Dans ses scènes avec la petite amie insupportable de son fils (une performance de soutien amusante de Game of Thrones‘ Gwendoline Christie) et ses interactions avec l'assistant de vente rempli d'énigmes, cela vaut la peine de regarder In Fabric juste pour ses incroyables expressions faciales et sa parfaite exaspération.
Hayley Squires est également très divertissante en tant qu'autre victime frustrée de la robe, et le film est presque volé par la troublante vendeuse Miss Luckmore, chaque fois qu'elle est à l'écran.
En tant que mystérieuse Luckmore, Fatma Mohamed dégage une ambiance intensément étrangère, mais bizarrement raffinée qui évoque un mannequin de magasin prend vie.
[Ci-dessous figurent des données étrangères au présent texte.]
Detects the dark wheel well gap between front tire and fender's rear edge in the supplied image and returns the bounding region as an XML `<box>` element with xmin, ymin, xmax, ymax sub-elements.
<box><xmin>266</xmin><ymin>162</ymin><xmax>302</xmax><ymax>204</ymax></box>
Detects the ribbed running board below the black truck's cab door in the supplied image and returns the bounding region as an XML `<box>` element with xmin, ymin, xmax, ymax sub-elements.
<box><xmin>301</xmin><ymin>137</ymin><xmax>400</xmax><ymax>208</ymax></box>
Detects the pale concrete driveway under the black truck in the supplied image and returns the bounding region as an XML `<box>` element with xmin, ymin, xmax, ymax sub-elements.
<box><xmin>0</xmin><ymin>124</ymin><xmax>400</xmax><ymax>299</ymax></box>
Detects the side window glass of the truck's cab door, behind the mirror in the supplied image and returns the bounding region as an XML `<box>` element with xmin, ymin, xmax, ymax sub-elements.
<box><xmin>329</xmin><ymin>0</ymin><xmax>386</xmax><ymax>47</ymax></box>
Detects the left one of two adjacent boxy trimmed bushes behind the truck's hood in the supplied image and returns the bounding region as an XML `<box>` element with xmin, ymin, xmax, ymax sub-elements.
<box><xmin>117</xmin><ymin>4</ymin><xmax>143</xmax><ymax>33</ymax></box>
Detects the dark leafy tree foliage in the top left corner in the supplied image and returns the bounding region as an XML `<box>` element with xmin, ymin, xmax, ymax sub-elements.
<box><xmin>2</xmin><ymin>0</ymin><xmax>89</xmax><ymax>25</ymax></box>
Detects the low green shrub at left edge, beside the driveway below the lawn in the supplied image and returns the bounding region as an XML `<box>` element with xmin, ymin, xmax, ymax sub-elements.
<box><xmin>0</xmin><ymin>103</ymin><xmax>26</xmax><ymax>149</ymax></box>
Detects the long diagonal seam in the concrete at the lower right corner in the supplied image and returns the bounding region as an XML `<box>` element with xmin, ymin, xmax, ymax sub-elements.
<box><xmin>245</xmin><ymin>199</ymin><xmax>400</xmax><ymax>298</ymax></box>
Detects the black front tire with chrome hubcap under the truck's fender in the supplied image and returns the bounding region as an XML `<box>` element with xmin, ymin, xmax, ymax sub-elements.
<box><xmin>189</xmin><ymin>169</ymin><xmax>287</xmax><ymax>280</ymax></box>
Son interaction maladroite avec ses clients perplexes, ainsi que les scènes de ses activités sinistres pendant ses temps libres, sont un plaisir à regarder.
Si, si élégant et magnifiquement conçu

Ce qui distingue In Fabric d'un film d'horreur typique sur un objet tueur, c'est les valeurs de production rétro incroyablement luxuriantes, la cinématographie et le style de montage inventif que Strickland utilise pour donner vie à son récit.
Le film est rempli d'images frappantes, des publicités télévisées disturbantes pour Dentley et Soper’s à l'implosion spectaculaire d'une machine à laver, en passant par l'hystérie de grande carnage qui clôt le film.
Et, bien que loin d'une histoire traditionnelle, on a également l'impression que Strickland a réussi à faire passer avec succès une narration à travers In Fabric d'une manière qui ne s'est pas vraiment produite dans Berberian Sound Studio ou Duke of Burgundy, qui ont tous deux un peu dérivé dans le troisième acte.
Quelque chose d'assez impressionnant pour une histoire sur une robe tueuse avec plusieurs 'victimes' en tant que protagonistes, mais je pensais que la satire subtilement subversive sur notre société capitaliste que Strickland tisse à travers In Fabric est à la fois satisfaisante et divertissante jusqu'à la fin.
Note finale : 8/10
À voir absolument ?
Oui. Bien que In Fabric ne soit définitivement pas pour tout le monde, je pense que c'était un film d'horreur brillamment réalisé, divertissant et surprenamment drôle avec des performances agréables.